Homework 9 - Project Thoughts

  1. The time spent on MonkeyBall for me has been pretty fun so far, mostly because of the weird, oblique thinking by which Super Monkey Ball's player controller and camera functions operate. Actually implementing changes isn't too difficult, but arriving at the proper way to implement those changes is often puzzling. For myself and Sam (the two working on these core locomotion interactions), we've been making a surprisingly nice pace out of the work, and are now looking to improve the smoothness of movement via key acceleration and fine-tuning. This upcoming week will focus on implementing some art assets and fitting our simple test plane into a larger metawhole of points, menus, and game-over screens.

Homework 10 - Project Thoughts cont. I've mostly spent this part of the final project continuing to program the player controller and camera with Sam while the rest of the group has finished up programming UI and menuing screens. I think I've been doing well at adapting to the difficulties of programming this system, but it seems like every solution I make creates a new, more deeply-embedded problem to solve. At this point in the development process it may be time to cut off and let issues lie, but if there's one last thing I can jam in before juice it'd be to adapt the rotation of the world to current "forward" for the player and camera.

Homework 11(?) - Moar project thoughts So currently Super Monkey Ball is feeling pretty bad. As one of the programmers for the player control and camera, it's disheartening to see the remarkably unfun player locomotion in a game about player locomotion. The reason I have pushes but no pull requests this break is because I'm prototyping experimental solutions to player movement that might damage other' people's scripts in their current state, just trying to find a way to make the game playable. At this point I'm beginning to accept that maybe this game just won't come out that fun, that I need to join the rest of my team and pivot to art, polish, and creating a complete experience--beginning, middle, and end. One problem our team had in this assignment was making the player movement fast like in actual Monkey Ball, but easy to control and not over glitchy. I've tried RotateAroundPoint, Physics, Translation, a bunch of other things, but the problem still hasn't been completely solved.

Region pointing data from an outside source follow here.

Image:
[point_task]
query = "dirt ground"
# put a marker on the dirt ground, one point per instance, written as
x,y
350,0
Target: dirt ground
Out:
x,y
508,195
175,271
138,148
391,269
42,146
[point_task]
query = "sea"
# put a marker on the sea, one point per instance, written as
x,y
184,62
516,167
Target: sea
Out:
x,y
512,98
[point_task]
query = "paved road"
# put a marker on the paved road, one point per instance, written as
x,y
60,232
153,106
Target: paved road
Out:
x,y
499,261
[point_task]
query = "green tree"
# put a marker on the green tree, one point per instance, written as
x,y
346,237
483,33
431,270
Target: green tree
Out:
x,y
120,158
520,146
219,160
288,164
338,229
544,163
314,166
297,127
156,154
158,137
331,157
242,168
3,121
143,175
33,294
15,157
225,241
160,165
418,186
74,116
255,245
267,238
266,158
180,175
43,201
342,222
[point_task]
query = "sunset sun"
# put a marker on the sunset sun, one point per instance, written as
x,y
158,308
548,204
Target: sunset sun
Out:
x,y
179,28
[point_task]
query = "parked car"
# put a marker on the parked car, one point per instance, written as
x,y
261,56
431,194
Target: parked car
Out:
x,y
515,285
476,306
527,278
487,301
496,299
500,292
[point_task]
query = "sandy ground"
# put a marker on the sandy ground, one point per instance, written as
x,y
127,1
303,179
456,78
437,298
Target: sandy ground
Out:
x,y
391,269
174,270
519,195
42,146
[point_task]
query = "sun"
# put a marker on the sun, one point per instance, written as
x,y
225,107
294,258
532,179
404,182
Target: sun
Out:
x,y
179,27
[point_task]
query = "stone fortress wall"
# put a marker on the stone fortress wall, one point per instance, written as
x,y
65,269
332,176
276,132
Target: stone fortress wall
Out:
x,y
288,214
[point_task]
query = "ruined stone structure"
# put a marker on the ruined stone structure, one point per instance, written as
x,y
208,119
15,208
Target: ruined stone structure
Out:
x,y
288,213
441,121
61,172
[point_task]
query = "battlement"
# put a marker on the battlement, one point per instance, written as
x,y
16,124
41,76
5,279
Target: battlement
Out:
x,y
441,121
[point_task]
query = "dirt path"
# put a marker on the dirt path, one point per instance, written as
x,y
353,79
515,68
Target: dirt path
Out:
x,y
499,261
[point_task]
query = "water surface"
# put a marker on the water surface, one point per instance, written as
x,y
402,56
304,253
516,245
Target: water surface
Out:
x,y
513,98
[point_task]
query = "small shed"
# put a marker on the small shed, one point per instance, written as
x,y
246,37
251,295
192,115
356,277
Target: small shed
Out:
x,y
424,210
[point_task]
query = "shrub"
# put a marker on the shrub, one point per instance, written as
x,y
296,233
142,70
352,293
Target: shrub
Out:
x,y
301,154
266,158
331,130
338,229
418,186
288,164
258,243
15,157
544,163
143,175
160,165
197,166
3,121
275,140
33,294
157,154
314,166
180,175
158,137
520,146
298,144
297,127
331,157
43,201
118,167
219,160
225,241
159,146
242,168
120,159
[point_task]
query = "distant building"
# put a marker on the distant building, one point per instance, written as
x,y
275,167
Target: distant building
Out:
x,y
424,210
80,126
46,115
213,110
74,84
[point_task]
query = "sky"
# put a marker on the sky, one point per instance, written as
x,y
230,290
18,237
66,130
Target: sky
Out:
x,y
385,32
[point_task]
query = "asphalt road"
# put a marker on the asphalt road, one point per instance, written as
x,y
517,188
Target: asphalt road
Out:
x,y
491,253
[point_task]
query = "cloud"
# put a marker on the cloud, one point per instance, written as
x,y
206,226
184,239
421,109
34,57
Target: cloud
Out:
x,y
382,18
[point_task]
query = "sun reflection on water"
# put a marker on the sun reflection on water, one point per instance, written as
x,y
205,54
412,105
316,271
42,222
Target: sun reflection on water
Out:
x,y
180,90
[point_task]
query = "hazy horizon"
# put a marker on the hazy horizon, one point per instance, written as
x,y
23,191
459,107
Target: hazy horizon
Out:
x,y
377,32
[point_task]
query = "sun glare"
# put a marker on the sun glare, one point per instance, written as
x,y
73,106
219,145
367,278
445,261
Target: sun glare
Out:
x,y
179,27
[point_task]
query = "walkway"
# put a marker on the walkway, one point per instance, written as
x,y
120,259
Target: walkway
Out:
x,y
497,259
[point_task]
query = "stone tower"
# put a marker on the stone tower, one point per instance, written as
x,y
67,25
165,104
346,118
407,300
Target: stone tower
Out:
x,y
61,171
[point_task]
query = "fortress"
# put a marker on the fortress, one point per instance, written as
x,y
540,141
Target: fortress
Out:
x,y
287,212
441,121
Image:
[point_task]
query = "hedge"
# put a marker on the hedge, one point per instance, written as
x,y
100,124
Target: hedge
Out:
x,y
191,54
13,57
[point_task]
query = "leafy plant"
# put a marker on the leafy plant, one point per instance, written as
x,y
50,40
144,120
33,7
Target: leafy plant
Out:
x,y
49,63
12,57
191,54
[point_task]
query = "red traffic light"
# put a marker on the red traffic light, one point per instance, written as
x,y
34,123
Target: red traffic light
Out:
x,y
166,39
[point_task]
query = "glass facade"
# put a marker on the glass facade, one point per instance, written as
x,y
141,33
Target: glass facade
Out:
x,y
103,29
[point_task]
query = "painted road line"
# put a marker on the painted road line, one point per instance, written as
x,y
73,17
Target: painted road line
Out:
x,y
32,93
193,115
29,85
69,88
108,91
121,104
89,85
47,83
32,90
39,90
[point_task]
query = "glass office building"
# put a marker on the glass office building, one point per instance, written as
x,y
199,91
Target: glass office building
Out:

Homework something, date December 11th I'm having continued trouble with the rotation illusion being executed with the world script; it's really bugging me, but I don't even know how to start. I've been tinkering with values, writing various debug lines to monitor local space rotation, and even analysed the acceleration input script frame by frame to find the problem, but no dice. I think it's gonna be known shippable because I can't dedicate more of my finals time to this, and it feels good to just tighten up player controls and make the game, you know, more fun. If I could go back to the beginning of this project, I think I said before, I'd definitely rebase player movement as physics; because of our core system, we can't have highspeed levels or any changes in inclination, which sucks. But it looks like monkeyball, and using flatter levels from the game has alleviated our problems. All in all I'm proud of the little game we've made, even if it's not actually that fun, because I'm learning a lot about quaternions, Unity's understanding of transform components, and that nifty script execution order you showed me last week, but boy I don't think there's any way to make the camera system not a pain in the ass.